NEW BRUNSWICK, NJ – The director of the Rutgers Cancer Institute of New Jersey says a proposed 12-story treatment and research facility needs to be built as soon as possible to keep up with the soaring number of patients diagnosed each year in the state.
Dr. Steven Libutti, who also serves as the senior vice president of oncology services at RWJ/Barnabas Health, made the comment at Tuesday’s meeting at DEVCO offices where he, Mayor Jim Cahill and DEVCO President Chris Paladino unveiled plans to construct a $750 million Cancer Pavilion.
The plan would also call for renovations to the existing Cancer Institute, a bridge connection from the pavilion to Robert Wood Johnson University Hospital and another bridge connecting the pavilion to the institute.
The Cancer Pavilion would comprise about 510,000 square feet and allow the institute to treat more patients in a state where 50,000 new cases of are diagnosed and 16,000 people die due to each year.
“We have run out of the space and capacity in our current location to serve those needs adequately,” Libutti said. “So this facility, this expansion is going to allow us to accommodate the patients that we’re seeing now and the patients we expect to see in the next 10, 20, 30 years.”
The plan unveiled Tuesday would call for the razing of the Lincoln Annex School on Somerset Street and the construction of the pavilion on that site. That location makes it ideal because of its proximity to the hospital and the institute, Libutti said.
The students in grades 4-8 who attend Lincoln Annex would be moved to the school district’s facility at 40 Van Dyke Ave. while a so-called replacement school is built on Jersey Avenue.
The City Council took the first formal step in the plan when it voted to approve a resolution that refers a redevelopment plan to the Planning Board for review and report. The Planning Board would turn its findings over to the nine-member Board of Education, which would have final say on the fate of Lincoln Annex.
Libutti said construction of the Cancer Pavilion would not only allow for the treatment of more patients, but to also allow doctors to treat them more comprehensively.
“Our vision is to build a state of the art facility that will treat the entire patient, care for that patient and their family and provide outpatient services in a seamless way from the first encounter with our health care providers through their therapy, their radiation therapy, any advanced imaging they need done and obviously blood work, etc – all done in location.
“But also inpatient care. So, if the patient requires admission to a hospital for cancer care, that will all be provided in one building. This essentially allows our teams to wrap themselves around the patient, that it’s seamless care from the outpatient to the inpatient back to outpatient again.”
For outpatient care, the plans call for 84 infusion bays, 74 exam rooms, advanced radiology, including four linear accelerators, diagnostic equipment including CT, MRI, mammogram and other equipment, core laboratory and pharmacy facilities and outpatient urgent care.
In regard to inpatient care, there would be 96 inpatient beds on four floors, a dedicated floor for surgical and procedure rooms, a central sterile processing area and inpatient support spaces.
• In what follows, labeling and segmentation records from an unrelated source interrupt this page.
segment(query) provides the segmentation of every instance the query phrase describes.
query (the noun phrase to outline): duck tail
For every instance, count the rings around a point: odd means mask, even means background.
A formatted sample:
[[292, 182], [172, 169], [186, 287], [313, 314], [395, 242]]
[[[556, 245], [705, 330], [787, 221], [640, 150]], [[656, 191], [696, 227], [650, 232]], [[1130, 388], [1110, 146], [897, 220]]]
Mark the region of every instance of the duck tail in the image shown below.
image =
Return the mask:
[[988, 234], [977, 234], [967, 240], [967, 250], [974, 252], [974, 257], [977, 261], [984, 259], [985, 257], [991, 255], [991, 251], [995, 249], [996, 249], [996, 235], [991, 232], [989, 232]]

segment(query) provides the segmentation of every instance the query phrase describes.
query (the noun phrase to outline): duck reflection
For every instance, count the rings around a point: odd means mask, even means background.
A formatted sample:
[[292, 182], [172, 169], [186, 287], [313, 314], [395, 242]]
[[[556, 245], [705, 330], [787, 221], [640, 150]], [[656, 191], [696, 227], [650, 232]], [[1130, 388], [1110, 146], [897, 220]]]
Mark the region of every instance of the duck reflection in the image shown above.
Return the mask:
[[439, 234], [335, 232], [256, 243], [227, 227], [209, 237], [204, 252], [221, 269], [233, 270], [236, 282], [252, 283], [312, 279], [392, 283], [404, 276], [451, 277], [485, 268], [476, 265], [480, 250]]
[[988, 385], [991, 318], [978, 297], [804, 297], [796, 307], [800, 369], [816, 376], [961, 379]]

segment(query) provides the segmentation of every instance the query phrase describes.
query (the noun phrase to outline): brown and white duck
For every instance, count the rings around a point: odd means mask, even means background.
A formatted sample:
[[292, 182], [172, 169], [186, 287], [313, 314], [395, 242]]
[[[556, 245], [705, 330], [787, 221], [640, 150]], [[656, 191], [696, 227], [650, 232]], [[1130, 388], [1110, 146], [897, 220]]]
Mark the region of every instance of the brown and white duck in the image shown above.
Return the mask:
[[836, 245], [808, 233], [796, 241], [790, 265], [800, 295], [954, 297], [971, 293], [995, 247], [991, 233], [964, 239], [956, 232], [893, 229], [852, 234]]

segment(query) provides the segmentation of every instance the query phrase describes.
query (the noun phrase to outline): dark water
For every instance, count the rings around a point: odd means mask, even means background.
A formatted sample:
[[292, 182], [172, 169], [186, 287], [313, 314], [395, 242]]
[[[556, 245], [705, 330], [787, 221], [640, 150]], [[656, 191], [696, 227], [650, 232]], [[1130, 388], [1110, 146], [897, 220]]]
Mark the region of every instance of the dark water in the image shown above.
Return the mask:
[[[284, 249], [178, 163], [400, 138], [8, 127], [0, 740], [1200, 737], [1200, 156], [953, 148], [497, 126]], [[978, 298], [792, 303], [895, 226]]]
Libutti said the pavilion would be a boost for the institute when it vies for the National Cancer Institute designation, a prestigious classification that’s pits 50 or so similar facilities across the U.S. against each other every five years.
“We have to compete against centers across the country every five years for this designation which brings some resources from the National Cancer Institute in the form of a grant to help support some of the functions that a comprehensive cancer center has to drive forward – clinical trials, basic research, translational research, which is bringing findings from the laboratory to the clinic and the infrastructure necessary to operate a comprehensive cancer center,” he said. “When we compete, they evaluate us against our peers and they look at what facilities help to enable us to best perform those functions that they consider critical to that designation.”
Paladino said that Cancer Pavilion would take 1,000 workers three years to build. Once up and running, 500-600 people – from phlebotomists to technicians to nurses to food service workers and more – would be employed in the facility.
“Many of them are probably seniors in high school or they’re in Middlesex County College or Vo-Tech or they’re at Rutgers,” Paladino said. “Something that’s really critically important that we’re going to do with respect to this to create opportunities is we’re going to work with Middlesex County College, work with Vo-Tech, work with New Brunswick High School and the P-TECH (Pathways in Technology Early College High School) program, work with the Health Science High School to start job-readiness.
“Not only do we want to be able to afford as many local New Brunswick and Middlesex County people the opportunity to work here, but they also become the most reliable. They have a vested interest in the community and working in a facility that’s here with people who are their neighbors, helping treat their neighbors, helping deliver food, doing housekeeping, material management. It really does run the gamut. This is an entire ecosystem we’re building. So, it’s really exciting.”